Was Trump bei seiner Forderung übersieht:

Sessions hat als oberster Chefankläger auch die Aufsicht über das FBI und wäre damit eigentlich auch für die Untersuchung in der Russland-Affäre von Trump zuständig, die von Sonderermittler Robert Mueller geleitet werden. 

Wegen Befangenheit hält sich Sessions aber aus den Ermittlungen heraus – was Trump missfällt. Laut Medienberichten soll Trump seinen Justizminister  vergeblich dazu aufgefordert haben, sich die Kontrolle über die Ermittlungen zurückzuholen. 

Die Aufsicht liegt derzeit bei Vize-Justizminister Rod Rosenstein. Aus diesem Grund ist Sessions der völlig falsche Adressat für Trump. 

Um was es in den Russland-Ermittlungen geht:

Die Russland-Untersuchung des FBI-Sonderermittlers Mueller dreht sich unter anderem um die Frage, ob es bei der mutmaßlich russischen Einflussnahme auf die Präsidentschaftswahl 2016 geheime Absprachen zwischen Trumps Wahlkampf-Team und Moskau gab.

Trump bezeichnet die Ermittlung immer wieder als “Hexenjagd” sowie politisch motiviert.

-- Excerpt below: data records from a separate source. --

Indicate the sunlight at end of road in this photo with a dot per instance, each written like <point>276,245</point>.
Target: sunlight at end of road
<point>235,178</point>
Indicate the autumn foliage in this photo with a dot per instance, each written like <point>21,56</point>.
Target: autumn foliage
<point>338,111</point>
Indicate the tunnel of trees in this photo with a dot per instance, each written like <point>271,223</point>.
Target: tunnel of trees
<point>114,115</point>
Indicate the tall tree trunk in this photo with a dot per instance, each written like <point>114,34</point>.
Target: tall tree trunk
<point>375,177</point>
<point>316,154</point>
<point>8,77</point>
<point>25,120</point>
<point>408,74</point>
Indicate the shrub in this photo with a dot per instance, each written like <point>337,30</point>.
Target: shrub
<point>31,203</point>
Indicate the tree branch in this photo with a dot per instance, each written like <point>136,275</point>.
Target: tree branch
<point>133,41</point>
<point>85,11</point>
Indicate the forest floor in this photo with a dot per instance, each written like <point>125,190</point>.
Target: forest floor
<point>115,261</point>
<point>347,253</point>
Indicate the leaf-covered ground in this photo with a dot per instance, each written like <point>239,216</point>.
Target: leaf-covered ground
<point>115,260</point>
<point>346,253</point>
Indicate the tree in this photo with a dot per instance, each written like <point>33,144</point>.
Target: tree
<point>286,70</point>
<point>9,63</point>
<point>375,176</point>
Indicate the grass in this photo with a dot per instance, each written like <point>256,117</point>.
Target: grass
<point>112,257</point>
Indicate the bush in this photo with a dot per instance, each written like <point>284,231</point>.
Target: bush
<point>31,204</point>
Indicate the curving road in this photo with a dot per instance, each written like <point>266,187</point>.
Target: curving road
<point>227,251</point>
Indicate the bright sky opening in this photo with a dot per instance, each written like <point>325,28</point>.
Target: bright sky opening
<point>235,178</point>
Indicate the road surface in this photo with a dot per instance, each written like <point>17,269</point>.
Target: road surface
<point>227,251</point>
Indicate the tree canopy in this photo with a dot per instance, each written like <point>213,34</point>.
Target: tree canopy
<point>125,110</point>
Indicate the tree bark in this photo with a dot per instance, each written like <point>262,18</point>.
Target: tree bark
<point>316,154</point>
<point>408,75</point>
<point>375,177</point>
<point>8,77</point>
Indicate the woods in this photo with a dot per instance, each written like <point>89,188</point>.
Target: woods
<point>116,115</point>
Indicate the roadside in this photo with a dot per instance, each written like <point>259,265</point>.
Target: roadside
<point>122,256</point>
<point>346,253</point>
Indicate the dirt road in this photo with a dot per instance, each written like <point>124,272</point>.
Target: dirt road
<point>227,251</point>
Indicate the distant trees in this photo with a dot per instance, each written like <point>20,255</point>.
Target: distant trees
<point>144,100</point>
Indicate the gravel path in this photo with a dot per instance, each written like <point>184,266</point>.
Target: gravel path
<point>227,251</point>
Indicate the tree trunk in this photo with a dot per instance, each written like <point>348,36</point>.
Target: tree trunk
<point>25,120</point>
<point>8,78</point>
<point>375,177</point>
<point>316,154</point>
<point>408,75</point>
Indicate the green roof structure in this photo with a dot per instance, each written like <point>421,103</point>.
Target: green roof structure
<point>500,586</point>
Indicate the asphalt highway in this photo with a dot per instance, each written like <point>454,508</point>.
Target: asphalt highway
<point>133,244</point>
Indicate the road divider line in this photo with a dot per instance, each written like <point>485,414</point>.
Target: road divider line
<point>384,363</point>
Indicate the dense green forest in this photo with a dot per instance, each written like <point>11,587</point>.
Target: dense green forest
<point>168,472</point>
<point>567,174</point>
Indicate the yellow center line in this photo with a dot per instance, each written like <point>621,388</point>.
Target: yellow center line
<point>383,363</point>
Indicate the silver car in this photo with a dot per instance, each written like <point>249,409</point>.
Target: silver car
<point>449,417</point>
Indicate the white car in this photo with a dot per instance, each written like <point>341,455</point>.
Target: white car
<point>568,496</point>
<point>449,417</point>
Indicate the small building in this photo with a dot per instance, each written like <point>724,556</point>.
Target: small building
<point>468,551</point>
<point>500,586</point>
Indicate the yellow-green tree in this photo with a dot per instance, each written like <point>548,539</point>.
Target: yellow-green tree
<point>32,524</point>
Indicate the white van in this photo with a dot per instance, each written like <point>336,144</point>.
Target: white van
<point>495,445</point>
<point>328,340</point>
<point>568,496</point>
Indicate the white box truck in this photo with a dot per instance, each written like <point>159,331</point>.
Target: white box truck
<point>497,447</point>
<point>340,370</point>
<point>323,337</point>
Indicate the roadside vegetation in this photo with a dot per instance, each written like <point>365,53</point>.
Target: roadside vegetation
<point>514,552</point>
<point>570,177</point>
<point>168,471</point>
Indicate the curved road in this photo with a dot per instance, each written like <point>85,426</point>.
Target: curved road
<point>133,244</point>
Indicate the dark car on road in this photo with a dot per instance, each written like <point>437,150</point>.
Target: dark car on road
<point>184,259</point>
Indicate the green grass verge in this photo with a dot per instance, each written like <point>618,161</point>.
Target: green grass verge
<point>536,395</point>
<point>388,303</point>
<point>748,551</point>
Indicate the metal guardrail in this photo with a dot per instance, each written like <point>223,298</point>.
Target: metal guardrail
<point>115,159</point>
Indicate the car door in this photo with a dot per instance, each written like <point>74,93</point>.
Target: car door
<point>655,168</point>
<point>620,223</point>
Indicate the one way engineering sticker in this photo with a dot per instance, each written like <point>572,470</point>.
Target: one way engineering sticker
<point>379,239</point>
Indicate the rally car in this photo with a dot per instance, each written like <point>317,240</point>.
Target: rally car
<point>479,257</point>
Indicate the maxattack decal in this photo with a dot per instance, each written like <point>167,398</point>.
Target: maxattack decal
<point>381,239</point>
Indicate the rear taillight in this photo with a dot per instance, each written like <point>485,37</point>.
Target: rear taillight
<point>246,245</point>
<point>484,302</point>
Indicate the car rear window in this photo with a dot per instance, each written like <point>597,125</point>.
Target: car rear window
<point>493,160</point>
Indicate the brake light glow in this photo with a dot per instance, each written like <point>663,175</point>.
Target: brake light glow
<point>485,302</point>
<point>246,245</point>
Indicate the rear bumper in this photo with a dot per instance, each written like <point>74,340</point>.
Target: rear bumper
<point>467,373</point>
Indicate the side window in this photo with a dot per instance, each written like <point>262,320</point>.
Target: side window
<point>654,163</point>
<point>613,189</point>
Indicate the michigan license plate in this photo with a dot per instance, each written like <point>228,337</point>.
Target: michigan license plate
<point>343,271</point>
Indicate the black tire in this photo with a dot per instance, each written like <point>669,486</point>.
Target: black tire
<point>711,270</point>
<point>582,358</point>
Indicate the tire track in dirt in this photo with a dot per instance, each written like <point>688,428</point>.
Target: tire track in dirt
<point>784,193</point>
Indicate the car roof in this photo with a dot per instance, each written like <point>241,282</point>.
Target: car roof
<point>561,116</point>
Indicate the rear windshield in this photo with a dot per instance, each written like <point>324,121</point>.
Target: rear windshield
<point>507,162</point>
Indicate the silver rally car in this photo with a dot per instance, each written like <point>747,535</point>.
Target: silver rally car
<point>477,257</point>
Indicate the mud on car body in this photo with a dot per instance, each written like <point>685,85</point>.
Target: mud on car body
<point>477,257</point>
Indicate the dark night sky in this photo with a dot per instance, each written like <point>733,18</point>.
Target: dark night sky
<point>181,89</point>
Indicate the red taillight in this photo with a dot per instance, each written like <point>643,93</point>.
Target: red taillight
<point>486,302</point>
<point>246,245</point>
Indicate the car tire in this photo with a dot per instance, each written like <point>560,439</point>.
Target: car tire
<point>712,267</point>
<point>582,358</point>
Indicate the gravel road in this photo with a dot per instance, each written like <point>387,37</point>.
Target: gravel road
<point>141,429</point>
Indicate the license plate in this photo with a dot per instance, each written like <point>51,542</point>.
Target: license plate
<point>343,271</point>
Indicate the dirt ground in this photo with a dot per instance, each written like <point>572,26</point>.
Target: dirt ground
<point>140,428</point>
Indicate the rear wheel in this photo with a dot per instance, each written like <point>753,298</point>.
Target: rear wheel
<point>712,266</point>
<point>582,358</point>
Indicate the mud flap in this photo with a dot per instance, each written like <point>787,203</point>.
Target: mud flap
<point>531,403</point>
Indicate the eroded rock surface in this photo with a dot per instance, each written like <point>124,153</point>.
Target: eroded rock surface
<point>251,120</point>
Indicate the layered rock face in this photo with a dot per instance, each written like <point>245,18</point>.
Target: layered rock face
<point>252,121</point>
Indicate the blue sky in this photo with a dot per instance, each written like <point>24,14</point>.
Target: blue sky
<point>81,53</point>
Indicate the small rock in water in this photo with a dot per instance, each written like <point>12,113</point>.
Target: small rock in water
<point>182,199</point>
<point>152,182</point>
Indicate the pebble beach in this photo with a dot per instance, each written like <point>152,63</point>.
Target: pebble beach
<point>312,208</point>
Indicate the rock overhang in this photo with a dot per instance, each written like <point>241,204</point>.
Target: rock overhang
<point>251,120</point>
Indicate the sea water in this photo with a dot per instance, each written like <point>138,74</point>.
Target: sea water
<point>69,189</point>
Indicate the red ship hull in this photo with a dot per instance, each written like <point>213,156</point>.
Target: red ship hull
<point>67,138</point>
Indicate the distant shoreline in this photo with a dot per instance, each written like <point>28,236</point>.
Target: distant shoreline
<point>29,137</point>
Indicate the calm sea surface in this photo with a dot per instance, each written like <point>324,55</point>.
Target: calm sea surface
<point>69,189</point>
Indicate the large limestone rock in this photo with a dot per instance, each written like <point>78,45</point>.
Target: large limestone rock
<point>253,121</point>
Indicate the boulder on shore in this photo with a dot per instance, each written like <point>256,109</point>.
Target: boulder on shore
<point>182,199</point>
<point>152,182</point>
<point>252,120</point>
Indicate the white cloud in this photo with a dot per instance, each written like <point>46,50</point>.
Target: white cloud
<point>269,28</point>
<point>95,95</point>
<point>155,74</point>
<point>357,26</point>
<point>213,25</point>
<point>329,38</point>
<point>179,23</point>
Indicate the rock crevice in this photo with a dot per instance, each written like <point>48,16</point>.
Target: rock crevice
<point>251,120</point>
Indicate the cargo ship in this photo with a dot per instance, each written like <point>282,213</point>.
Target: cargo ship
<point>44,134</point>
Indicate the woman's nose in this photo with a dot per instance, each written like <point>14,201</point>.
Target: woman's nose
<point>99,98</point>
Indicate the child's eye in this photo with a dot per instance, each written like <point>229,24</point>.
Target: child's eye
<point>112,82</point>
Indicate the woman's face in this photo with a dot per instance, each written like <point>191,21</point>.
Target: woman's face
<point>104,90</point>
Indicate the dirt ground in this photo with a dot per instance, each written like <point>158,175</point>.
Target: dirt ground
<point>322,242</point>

Es ist ungewöhnlich, dass ein US-Präsident sich auf solche Weise in eine Untersuchung des FBI einmischt.

Pikant: Trumps jüngste Forderung kommt inmitten des Prozesses gegen seinen ehemaligen Wahlkampfchef Paul Manafort, der sich seit Dienstag wegen Steuer- und Bankbetrugs vor Gericht verantworten muss.